Jim Connolly posted a link on his Google+ page to “No Such Thing As A Good Scraper” by AJ Kohn, who writes a pretty good analysis and summary of what content scrapers often do with your written content.
You’re not wholly sure what content scraping is? The Wikipedia definition of a scraper site will help you understand it, which starts thus:
A scraper site is a spam website that copies all of its content from other websites using web scraping. In the last few years scraper sites have proliferated at an amazing rate for spamming search engines.
There’s even software you can buy that will automate the theft of content from other people’s websites. Check this description of one product (no, I’m not linking to it):
Web Content Extractor is the most powerful and easy-to-use data extraction software for web scraping and data extraction from the websites.

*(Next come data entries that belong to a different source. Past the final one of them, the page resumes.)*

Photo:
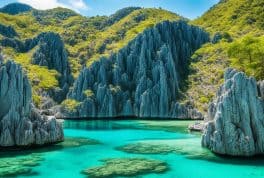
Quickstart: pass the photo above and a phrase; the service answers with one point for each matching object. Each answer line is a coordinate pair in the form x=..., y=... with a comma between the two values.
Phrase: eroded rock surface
x=143, y=79
x=236, y=117
x=20, y=123
x=51, y=53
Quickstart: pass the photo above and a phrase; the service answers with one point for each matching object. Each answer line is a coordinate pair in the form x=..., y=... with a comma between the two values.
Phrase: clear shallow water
x=185, y=158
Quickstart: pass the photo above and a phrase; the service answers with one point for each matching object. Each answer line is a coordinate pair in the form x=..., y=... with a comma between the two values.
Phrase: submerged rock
x=127, y=167
x=143, y=79
x=20, y=123
x=236, y=117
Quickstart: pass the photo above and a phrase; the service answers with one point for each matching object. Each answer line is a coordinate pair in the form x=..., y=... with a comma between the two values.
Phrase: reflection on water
x=89, y=144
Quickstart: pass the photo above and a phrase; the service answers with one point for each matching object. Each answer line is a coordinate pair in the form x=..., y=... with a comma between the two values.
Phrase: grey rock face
x=51, y=53
x=236, y=117
x=20, y=123
x=261, y=89
x=142, y=79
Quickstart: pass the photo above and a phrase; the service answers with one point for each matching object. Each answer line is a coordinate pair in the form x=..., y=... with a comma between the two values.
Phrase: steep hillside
x=236, y=27
x=237, y=17
x=15, y=8
x=84, y=40
x=143, y=79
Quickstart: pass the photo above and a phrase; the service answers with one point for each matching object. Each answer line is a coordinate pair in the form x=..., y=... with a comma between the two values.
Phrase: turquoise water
x=185, y=159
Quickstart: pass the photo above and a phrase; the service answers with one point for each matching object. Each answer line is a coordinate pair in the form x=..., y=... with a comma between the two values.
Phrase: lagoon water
x=90, y=142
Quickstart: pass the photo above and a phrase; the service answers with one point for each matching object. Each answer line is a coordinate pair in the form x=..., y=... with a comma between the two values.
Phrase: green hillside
x=86, y=39
x=235, y=26
x=237, y=17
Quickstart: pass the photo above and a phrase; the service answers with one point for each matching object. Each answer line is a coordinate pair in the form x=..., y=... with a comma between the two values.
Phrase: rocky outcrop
x=236, y=117
x=143, y=79
x=20, y=123
x=51, y=53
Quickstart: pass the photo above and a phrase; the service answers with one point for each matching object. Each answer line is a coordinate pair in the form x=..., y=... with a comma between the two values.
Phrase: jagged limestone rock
x=143, y=79
x=261, y=89
x=20, y=123
x=236, y=117
x=51, y=53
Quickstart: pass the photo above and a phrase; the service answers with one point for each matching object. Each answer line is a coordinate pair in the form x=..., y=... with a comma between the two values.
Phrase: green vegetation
x=247, y=54
x=240, y=24
x=238, y=17
x=120, y=167
x=41, y=78
x=86, y=39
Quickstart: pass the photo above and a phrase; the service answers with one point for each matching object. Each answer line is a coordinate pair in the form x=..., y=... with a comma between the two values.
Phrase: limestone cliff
x=236, y=117
x=50, y=52
x=20, y=123
x=143, y=79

So it’s not a new thing and, according to AJ Kohn (and many others), is getting worse.
In Jim’s Google+ post, I found it interesting exchanging some opinions with one commenter there, Joel Hughes, who raised some good points that I’ve heard before as well, in essence thinking that content scraping isn’t so bad as long as the scraper links back to your original post.
Unfortunately, this isn’t innocently like recent services such as Pinterest (which faces copyright issues of its own). Scraped content that’s published on scraper websites often has the link to the original post changed to the clear disadvantage of the original content creator, as AJ Kohn illustrates in his post.

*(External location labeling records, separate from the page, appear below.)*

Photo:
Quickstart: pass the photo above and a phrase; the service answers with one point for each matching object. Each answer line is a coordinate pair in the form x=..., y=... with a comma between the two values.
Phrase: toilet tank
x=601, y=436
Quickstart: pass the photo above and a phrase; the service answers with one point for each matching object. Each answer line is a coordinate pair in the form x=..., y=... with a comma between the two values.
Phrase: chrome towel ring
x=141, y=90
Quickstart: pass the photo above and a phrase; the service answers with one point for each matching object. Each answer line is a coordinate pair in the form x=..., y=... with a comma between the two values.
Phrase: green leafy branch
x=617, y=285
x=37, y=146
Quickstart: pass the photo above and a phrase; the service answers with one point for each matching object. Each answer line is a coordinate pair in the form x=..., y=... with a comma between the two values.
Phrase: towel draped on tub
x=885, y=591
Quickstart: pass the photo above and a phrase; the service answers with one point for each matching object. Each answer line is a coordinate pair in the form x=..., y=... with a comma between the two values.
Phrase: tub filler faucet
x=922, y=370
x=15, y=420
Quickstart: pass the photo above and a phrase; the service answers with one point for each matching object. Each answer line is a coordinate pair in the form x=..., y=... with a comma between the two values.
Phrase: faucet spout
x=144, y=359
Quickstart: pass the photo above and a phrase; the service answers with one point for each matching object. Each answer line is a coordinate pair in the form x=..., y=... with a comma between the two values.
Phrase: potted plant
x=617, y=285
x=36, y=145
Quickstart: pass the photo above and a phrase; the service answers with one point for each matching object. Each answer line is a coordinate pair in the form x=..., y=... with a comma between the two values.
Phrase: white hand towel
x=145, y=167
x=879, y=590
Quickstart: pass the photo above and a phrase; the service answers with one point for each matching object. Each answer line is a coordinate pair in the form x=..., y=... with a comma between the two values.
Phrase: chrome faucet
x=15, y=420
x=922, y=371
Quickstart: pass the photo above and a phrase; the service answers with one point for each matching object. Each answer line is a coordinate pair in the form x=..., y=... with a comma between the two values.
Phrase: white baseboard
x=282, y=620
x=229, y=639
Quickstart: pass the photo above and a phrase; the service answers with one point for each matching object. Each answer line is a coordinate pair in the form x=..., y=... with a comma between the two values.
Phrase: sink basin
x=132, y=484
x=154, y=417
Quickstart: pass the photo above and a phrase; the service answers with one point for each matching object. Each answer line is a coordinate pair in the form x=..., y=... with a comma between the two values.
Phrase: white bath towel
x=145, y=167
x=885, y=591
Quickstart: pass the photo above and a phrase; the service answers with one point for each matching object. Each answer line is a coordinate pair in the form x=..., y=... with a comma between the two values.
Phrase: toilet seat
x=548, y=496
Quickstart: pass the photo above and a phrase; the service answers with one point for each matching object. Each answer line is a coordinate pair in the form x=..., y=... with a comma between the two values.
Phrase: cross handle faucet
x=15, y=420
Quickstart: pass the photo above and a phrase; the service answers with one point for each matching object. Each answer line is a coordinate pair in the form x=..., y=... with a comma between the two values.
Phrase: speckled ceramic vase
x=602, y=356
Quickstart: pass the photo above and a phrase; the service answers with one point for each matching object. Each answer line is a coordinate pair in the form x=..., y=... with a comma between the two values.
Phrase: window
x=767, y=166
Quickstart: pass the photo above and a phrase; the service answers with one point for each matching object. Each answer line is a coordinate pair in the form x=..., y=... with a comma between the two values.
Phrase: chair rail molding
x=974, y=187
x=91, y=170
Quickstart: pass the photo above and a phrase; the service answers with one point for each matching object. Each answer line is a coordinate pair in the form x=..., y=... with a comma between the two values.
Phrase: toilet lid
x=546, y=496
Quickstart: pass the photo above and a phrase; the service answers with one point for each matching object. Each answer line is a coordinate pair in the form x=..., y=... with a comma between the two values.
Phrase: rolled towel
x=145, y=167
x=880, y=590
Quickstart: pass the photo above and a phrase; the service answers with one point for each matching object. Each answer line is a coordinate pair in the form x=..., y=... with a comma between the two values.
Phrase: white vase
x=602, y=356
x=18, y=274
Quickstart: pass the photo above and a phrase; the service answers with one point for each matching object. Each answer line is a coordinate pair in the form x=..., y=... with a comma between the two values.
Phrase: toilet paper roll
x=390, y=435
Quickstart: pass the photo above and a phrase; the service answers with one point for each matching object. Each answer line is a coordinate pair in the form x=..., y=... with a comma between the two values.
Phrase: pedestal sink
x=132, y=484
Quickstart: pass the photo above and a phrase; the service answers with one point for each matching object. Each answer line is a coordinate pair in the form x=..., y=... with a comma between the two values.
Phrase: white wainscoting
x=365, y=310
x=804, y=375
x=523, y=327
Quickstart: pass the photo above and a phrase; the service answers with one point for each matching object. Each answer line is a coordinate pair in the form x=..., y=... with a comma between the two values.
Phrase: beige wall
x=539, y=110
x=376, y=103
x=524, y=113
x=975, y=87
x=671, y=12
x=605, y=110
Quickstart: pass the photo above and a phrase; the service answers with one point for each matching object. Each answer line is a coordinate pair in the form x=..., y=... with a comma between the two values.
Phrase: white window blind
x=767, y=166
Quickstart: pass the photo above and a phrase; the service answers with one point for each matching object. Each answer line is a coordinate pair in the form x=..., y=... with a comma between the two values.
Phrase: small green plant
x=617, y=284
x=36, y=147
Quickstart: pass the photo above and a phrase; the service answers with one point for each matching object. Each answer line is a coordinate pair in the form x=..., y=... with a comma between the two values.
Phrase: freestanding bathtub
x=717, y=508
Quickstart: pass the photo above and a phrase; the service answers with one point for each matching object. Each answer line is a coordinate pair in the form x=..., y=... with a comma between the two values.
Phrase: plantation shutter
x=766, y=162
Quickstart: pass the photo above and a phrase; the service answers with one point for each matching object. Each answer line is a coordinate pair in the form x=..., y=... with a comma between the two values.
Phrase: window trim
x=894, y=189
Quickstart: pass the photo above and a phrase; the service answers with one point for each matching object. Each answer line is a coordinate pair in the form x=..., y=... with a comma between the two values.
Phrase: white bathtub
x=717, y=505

In my opinion, content scraping is theft, pure and simple.
If someone has taken your content – a larger proportion than anyone reasonably would say is a fair use – without your permission and reposted it (sometimes, repurposed) often surrounded with ads, that’s theft.
Clearly stating on your site what you allow others to do with your content (a Creative Commons license is the easiest way for this) is great for honest folk. Scrapers tend not to be in this group, so t&c or whatever would have little impact.
So does that mean, then, that this is all part of the online landscape and we just live with it? AJ Kohn has a clear view on that in his post:
[…] We turn a blind eye and whistle past the graveyard happily trusting that Google will sort it all out. They’ll make sure that the original content is returned instead of the scraped content. That’s a lot of faith to put in Google, particularly as they struggle to keep up with the increasing pace of digital content.
Yet, we whine about how SEO is viewed by those outside of the industry. And we’ll whine again when Google gets a search result wrong and shows a scraper above the original content. Indignant blog posts will be written.
[…] It doesn’t have to be that way.
Why not build a Chrome extension that lets me flag and report scraper sites? Or a WordPress Plugin that lets me mark and report a site as a scraper directly within the comment interface. Or how about a section in Google Webmaster Tools where I can review links?
Such tech measures would help, undoubtedly. Yet I fear that content scraping really is part of the online landscape as it’s a lot to do with behaviours and how people use the tech. Maybe it is something that we’ll have to regard as we have done for years with email spam – an irritant, something that is in our environment. As Kohn eloquently says:
This stuff is garbage. It’s content pollution. It is the arterial plaque of the Internet.
At least, you can make sure you have in place clarity about your content on the web even if the scrapers will steal it anyway.